My cat, Chiara, just turned ten this year. Throughout her life, I have contemplated some of the interesting things she's taught me about myself and my walk with God. Two lessons come to mind now.
While Chiara was young, I had her spayed and declawed. She, of course, could not understand why I was taking her and leaving her at that scary, strange place full of pain and dangerous smells. I assured her it would be alright. When I picked her up the next day, she was a bit sick, but very affectionate.

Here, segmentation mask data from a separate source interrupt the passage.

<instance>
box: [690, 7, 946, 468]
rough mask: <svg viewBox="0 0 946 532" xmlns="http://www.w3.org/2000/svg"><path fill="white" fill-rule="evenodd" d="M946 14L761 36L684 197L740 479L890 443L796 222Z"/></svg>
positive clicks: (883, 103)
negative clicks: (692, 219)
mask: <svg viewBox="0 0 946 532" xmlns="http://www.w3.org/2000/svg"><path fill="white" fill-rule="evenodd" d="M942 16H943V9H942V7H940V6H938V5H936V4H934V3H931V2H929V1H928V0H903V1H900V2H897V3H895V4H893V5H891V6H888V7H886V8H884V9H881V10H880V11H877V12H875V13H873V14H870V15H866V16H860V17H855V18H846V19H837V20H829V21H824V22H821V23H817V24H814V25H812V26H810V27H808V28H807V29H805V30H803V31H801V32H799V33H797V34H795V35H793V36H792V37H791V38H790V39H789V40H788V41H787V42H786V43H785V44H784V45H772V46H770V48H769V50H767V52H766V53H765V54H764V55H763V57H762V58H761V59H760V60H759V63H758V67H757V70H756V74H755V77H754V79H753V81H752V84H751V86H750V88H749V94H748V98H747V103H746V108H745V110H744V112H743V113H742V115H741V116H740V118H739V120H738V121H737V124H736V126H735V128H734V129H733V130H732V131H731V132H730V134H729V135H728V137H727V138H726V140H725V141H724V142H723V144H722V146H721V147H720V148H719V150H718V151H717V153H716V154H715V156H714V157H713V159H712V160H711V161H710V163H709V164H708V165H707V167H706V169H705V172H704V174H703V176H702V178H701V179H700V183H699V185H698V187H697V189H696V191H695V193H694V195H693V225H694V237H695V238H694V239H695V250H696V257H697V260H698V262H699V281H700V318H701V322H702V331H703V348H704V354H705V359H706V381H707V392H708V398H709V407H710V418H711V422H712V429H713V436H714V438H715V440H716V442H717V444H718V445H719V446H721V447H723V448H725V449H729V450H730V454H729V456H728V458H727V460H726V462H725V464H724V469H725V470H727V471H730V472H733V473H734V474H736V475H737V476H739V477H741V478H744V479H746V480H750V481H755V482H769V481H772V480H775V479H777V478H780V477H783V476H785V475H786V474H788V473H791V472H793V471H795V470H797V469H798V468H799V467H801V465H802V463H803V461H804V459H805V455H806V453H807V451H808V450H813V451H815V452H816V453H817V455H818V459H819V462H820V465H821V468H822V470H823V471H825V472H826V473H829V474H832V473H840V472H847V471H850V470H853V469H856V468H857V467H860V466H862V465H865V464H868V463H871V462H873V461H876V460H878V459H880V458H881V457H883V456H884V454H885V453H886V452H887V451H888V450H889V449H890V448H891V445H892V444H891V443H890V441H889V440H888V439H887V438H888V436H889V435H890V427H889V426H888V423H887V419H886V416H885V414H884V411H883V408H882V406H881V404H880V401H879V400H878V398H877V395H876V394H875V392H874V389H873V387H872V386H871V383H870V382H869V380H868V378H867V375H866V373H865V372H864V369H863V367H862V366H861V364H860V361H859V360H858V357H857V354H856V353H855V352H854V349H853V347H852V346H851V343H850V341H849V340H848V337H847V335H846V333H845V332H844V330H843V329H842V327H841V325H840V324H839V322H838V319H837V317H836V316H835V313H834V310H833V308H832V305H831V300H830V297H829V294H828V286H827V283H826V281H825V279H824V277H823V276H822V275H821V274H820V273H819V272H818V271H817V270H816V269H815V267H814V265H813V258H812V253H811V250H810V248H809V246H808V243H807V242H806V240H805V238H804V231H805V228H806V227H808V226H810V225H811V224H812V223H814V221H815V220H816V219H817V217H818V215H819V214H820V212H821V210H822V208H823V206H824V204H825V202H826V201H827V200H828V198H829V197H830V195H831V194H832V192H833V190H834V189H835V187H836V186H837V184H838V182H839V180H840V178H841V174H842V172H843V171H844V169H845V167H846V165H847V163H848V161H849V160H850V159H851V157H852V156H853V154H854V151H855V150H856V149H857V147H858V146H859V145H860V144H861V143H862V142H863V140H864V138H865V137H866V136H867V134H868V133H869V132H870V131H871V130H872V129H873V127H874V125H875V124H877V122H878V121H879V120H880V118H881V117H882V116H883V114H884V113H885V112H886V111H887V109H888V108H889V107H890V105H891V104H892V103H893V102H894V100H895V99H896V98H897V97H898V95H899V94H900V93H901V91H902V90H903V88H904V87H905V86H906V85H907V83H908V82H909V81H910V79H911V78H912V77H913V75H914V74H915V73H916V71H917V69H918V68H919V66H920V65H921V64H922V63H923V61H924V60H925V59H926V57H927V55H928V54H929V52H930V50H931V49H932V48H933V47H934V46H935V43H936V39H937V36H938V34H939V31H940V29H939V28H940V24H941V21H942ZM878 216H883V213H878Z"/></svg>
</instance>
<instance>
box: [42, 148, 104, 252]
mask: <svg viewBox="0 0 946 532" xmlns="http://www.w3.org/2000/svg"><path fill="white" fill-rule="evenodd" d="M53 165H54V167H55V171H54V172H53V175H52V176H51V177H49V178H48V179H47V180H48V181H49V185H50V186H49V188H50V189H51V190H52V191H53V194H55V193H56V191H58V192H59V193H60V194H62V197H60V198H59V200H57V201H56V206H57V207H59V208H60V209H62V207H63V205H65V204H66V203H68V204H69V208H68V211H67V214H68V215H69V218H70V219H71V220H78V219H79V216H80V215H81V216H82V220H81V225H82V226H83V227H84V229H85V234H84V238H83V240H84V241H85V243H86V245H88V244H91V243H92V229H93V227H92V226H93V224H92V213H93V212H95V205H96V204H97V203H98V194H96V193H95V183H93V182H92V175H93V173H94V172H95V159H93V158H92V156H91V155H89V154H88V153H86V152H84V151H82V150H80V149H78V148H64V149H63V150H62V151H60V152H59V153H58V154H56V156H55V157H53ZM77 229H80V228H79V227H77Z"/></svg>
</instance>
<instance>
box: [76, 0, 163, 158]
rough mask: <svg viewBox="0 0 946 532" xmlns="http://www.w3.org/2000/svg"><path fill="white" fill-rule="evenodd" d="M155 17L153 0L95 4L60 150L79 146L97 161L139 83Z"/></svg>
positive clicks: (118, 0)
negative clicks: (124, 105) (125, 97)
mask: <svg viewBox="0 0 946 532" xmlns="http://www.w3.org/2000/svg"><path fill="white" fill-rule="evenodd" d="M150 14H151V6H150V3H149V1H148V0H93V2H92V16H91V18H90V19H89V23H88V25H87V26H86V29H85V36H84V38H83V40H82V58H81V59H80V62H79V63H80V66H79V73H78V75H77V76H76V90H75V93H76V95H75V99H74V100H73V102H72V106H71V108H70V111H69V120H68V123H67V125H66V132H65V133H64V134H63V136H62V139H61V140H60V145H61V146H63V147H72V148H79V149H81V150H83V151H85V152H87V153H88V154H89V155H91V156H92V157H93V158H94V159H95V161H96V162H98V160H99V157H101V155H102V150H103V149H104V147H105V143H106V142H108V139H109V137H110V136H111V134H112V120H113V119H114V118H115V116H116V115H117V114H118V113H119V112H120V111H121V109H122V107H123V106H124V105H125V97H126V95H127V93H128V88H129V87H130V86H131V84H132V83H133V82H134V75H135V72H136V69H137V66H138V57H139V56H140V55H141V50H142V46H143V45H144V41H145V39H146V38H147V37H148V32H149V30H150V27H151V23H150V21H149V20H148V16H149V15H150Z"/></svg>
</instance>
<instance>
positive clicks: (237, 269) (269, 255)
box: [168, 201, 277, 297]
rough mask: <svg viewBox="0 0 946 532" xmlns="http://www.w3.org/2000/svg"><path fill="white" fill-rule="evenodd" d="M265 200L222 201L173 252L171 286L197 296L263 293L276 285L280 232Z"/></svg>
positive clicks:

As I thought about how horrible it must have seemed that I caused this pain by bringing her there, and then her sweet acceptance and trust of me after, I thought about my own reaction to trials. I doubt I often accept them, at least at first, with such trust in the righteous wisdom of my Master. Instinctively, I think I'm getting a bum rap. Then I remember exactly who I am and who He is; although, my emotions take longer to bring into check. How wonderful it would be if I could trust His hand as He places me in surgery. And, as I heal, praise Him for His goodness, even though I may not know the reason for the pain.
Also in Chiara's young life, I had a couple occasions where I lost my temper with her. She is a very vocal cat. Sleeping and driving were the times she tried my patience and found them wanting. I yelled at her and picked her up. She cowered. I still feel sick when I jokingly say something to her in a tone that she takes as angry, and she flinches. What amazes me, though, is how she trusts me still. She would allow me to do most anything with her. She greets me at the door when I come home, follows me around the house, brings me her toys to throw, sleeps with me, and wants to always be near me.
Although a vastly imperfect analogy, her forgiveness reminds me both of God's forgiveness and the kind of forgiveness we are told to give. Although lashed out at, misunderstood, misrepresented, etc., when we seek His forgiveness, God does not keep bringing up our past. He is eager to forgive the truly repentant. Not just forgive, but He trusts us again, as we follow Him, with His Word and His testimony. Then, He asks us to give the same forgiveness to each other.
If you have fallen, don't stay there. Confess your sins to God and leave them with Him. If someone has hurt you, remember the sins God could list to your account, but instead He forgave. If you're going through a painful time, trust God that the surgery is necessary and for your good, even if you don't ever know why.
If you feel guilty about your cat, just wait until you have kids.